Received: 23 October 2017
Accepted: 20 December 2017

Abstract

We directly measured twenty overhanging cliffs on the surface of comet 67P/Churyumov–Gerasimenko extracted from the latest shape model and estimated the minimum tensile strengths needed to support them against collapse under the comet’s gravity. We find extremely low strengths of around 1 Pa or less (1 to 5 Pa, when scaled to a metre length). The presence of eroded material at the base of most overhangs, as well as the observed collapse of two features andthe implied previous collapse of another, suggests that they are prone to failure and that the true material strengths are close to these lower limits (although we only consider static stresses and not dynamic stress from, for example, cometary activity).
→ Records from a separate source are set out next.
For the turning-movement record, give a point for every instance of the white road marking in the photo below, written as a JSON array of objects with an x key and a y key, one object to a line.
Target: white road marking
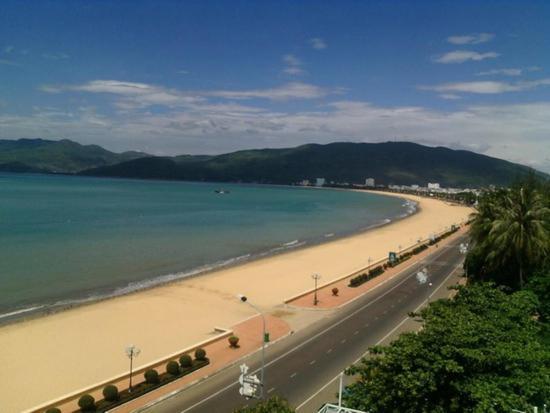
[
  {"x": 337, "y": 323},
  {"x": 377, "y": 343}
]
Thus, a tensile strength of a few pascals is a good approximation for the tensile strength of the 67P nucleus material, which is in agreement with previous work. We find no particular trends in overhang properties either with size over the ~10–100 m range studied here or location on the nucleus. There are no obvious differences, in terms of strength, height or evidence of collapse, between the populations of overhangs on the two cometary lobes, suggesting that 67P is relatively homogenous in terms of tensile strength. Low material strengths are supportive of cometary formation as a primordial rubble pile or by collisional fragmentation of a small body (tens of km).